Ampoules gratuites et isolation à 1 € Arnaque ou bonne affaire ?

Ampoules gratuites et isolation à 1 €

Arnaque ou bonne affaire ?

Publié le : 28/12/2016 

Peut-on se fier aux promesses d’ampoules LED gratuites et de combles isolés pour 1 € ? En consommateurs très avertis des arnaques possibles, vous êtes nombreux à nous interroger.

 

Des ampoules gratuites ou l’isolation des combles pour 1 €, ça paraît trop beau pour être vrai et beaucoup d’entre vous flairent l’arnaque. Une fois n’est pas coutume, Que Choisir ne met pas en garde contre ces offres-là. Elles existent bien et n’ont rien de malhonnête. En dépit des apparences, il ne s’agit nullement d’un cadeau. Ce qui n’est pas payé à cette occasion l’est autrement, à chaque fois que vous faites le plein de la voiture, que vous réglez vos factures d’énergie, que vous remplissez la cuve de fioul ou de propane. Cette gratuité-là repose en effet sur le mécanisme des certificats d’économie d’énergie. Pour faire simple, l’État impose de fortes pénalités à tous les fournisseurs d’énergie et de carburants, les « obligés » en jargon administratif, s’ils ne contribuent pas à la réduction des consommations d’énergie des ménages. Depuis plusieurs années, ils échappent aux sanctions en versant des « primes énergie » aux particuliers qui se lancent dans des travaux d’économie d’énergie, sous forme de chèque ou de bons d’achat selon les cas. Chaque prime leur permet de récupérer des certificats d’économie d’énergie, le sésame pour échapper aux pénalités une fois le quota fixé par les pouvoirs publics atteint.

 

Les ménages modestes concernés

Mais la donne a changé avec la loi sur la transition énergétique. L’article 30 leur impose un contingent supplémentaire de certificats d’économie d’énergie qui doivent être exclusivement consacrés aux ménages en situation de précarité énergétique et les aider à faire des économies d’énergie. Faute de remplir les objectifs qui leur sont assignés d’ici à la fin de 2017, les obligés paieront de très lourdes pénalités. Cela explique les opérations ampoules gratuites et isolation des combles à 1 €, et les campagnes de publicité qui les entourent. À chaque fois qu’un consommateur aux revenus modestes se porte volontaire, les obligés engrangent des certificats d’économie d’énergie. Plus ils en récupèrent, plus le risque de sanctions financières s’éloigne.
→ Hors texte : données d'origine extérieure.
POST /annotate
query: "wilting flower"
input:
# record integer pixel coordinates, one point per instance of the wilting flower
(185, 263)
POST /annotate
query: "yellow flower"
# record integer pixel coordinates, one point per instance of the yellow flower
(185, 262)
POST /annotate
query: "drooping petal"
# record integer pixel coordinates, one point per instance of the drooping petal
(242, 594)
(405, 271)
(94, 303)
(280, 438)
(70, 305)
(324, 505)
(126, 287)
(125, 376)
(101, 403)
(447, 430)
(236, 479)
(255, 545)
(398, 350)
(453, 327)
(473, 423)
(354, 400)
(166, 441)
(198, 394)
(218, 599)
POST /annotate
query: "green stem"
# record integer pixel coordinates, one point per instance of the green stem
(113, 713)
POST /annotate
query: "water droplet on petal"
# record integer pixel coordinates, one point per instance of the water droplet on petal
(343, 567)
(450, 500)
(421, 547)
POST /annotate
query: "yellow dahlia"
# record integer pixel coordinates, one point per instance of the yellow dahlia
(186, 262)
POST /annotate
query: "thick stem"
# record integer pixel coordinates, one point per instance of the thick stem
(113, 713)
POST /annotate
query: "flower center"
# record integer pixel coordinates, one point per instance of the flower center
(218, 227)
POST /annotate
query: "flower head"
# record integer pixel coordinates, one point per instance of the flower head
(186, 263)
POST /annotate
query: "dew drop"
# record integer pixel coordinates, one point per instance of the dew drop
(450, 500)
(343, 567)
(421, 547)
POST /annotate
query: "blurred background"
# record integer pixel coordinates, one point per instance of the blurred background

Fournir gratuitement des ampoules LED, qui consomment très peu, en remplacement d’ampoules halogènes énergivores et isoler les combles pour 1 € symbolique, afin de réduire la facture de chauffage, est donc un impératif pour les fournisseurs d’énergie et de carburants. Il n’y a pas de piège, même si les propositions viennent de sites Web étrangers aux secteurs pétrolier, gazier ou électrique. Des opérateurs comme Certynergy, avec son programme Pacte Énergie Solidarité, Geo PLC, avec Mes ampoules gratuites, Objectif Eco Énergie, avec Reduc-light et Reduc-isol, se sont en effet créés pour servir d’intermédiaire entre les obligés et les ménages. Ils s’occupent de tout et se rémunèrent en revendant les certificats d’économie d’énergie aux obligés.

 

Qui peut en bénéficier ?

Pour les ampoules LED gratuites ou pour l’isolation des combles à 1 €, il faut un revenu fiscal de référence qui entre dans les plafonds de l’Anah (Agence nationale d’amélioration de l’habitat) pour les aides aux ménages aux ressources très modestes (1) ou modestes (2). La plupart des structures réservent la gratuité aux premiers et proposent des tarifs très réduits aux seconds. Pour bénéficier de ces dispositifs, il faut communiquer ses revenus, son numéro d’avis fiscal ou son avis d’imposition, et la composition de son foyer. Le pack de LED gratuites est limité à cinq ampoules par ménage. L’isolation à 1 € ne concerne que les combles perdus, elle est effectuée sans limitation de surface.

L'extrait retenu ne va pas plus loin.